To make things interesting, the project only has guaranteed funding for my position for a year. I've arranged it so that my departure is technically a leave of absence so if I either feel my work is done, or the project loses funding, or all the developers whose physical locations can be determined are assassinated, I can still come back.

Even still, leaving Riverbed even if it ends up being temporary is bittersweet. It's been a great ride these past 4.5 years, and I will definitely miss the people here.

I still remember my interview. The plane I was on out of Urbana was delayed for 12 hours due to snow storms, forcing me to leave the airport and drive back at 4am on the morning of the interview. Then, as that 5am flight was hurtling down the runway, it suddenly came to a halt instead of taking off. The pilot then informed us that his altimeter had just failed, and they needed to repair that. Another hour of delay, and I finally took off in order to just barely make it in to the interview by about noon, setting the precedent for my work schedule thereafter.

That day, the company was just opening the suite across the hall on the 3rd floor of our 501 2nd St office and was celebrating with a beer bash. I said hello to a less than sober looking (yet still diligently working) Jerry K and I knew instantly this was the place for me. I then had Bart take me out for sushi.
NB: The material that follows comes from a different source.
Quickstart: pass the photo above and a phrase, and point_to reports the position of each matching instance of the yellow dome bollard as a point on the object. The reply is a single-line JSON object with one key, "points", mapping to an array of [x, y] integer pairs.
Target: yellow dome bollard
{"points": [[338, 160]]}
The parties haven't disappointed either. What little I do remember is the source of many fond memories and so many great stories: Duels with traffic cones, chicken suicide frame-ups, puking in office trashcans, projectile vomiting towards the third rail on BART, quixotic lawsuits against thieving airlines, driving coworkers to get vasectomies, receiving pictures of said vasectomies in progress, hearing stories about unprovoked fights with trannies, all sorts of fun on the 501 2nd Street roof, 18 months of heartburn after eating Indian food daily for 9 in our endurance lunch contest, ridiculous amounts of surreptitiously obtained Christmas party drink tokens, booing shitty gospel choirs, and way more hungover customer visits than I should admit to over the email system of a publicly traded company... We sure know how to party. If there's one good thing about my departure, it's that our insurance premiums should go down quite a bit.

But seriously, being part of a company that has established and maintained its position as the best in the world in the face of fierce, well funded, and often anti-competitive competition has been an experience I won't forget.
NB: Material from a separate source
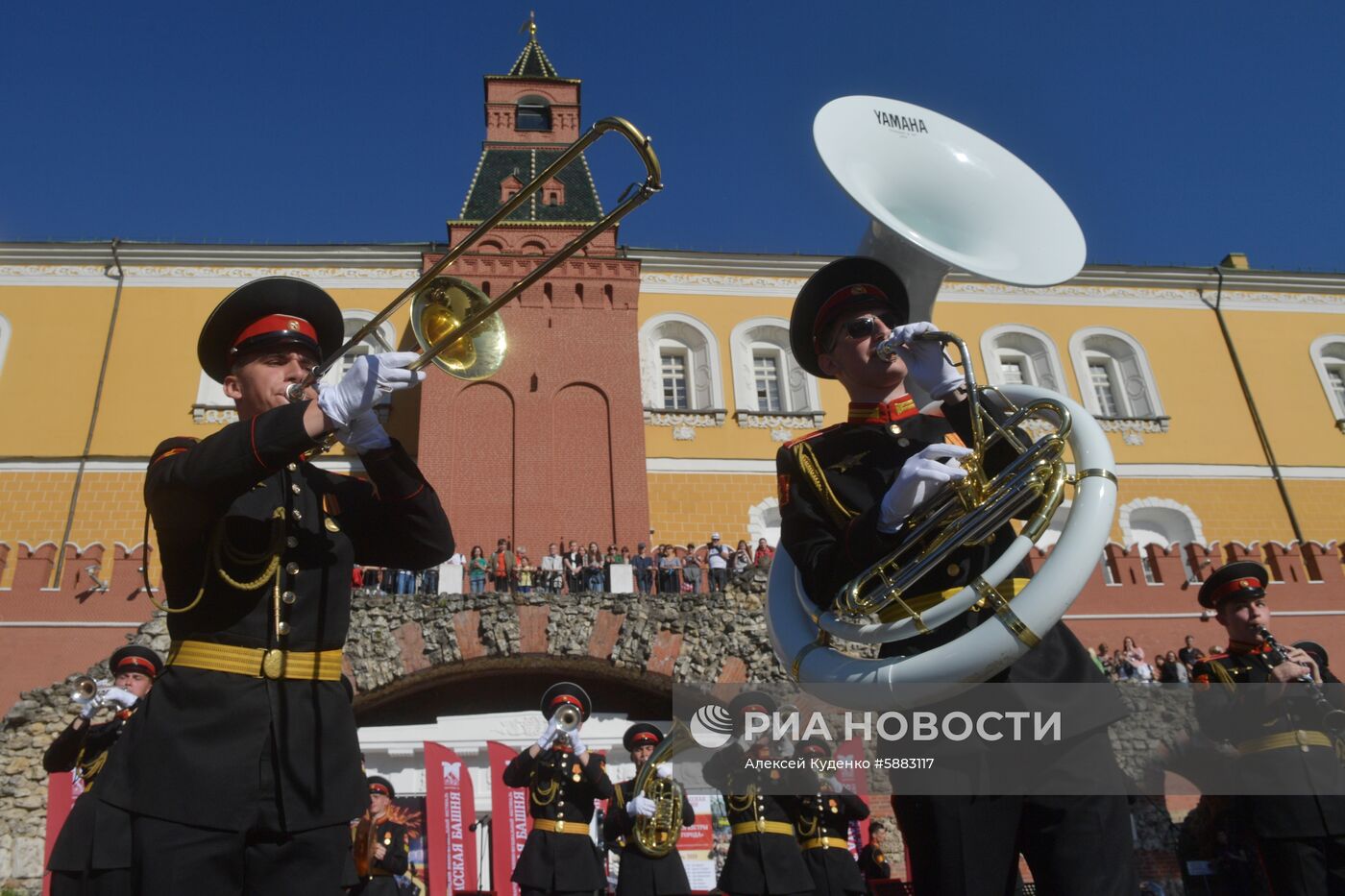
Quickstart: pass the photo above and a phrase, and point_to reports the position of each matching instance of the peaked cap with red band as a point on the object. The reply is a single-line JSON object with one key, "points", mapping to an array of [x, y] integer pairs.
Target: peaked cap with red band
{"points": [[830, 291], [1243, 579], [642, 735], [567, 691], [268, 312], [136, 658], [379, 785]]}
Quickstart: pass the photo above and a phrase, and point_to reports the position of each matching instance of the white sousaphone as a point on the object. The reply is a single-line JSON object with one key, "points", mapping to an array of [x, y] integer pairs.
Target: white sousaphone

A few people have been asking what's going to happen with MAPI and the revolutionary HyperDiamond(tm) design pattern I invented to track Outlook's nasty habit of jumping context between multiple TCP connections.

Have no fear! It's been left in the more than capable hands of Thom "CrazyMan Jr." Van Os and Prashant Wason. I've done 4 two hour code reviews with them, and they have begun the process of becoming one with Codethulu. Like Austin Kurahone's departure 2 years before mine, it should now only be a matter of time before they've completely lost their minds as well.

Should I vanish from the face of the Earth for any number of reasons, I wish you all the best of luck, and may the Pyramids of Power never fall.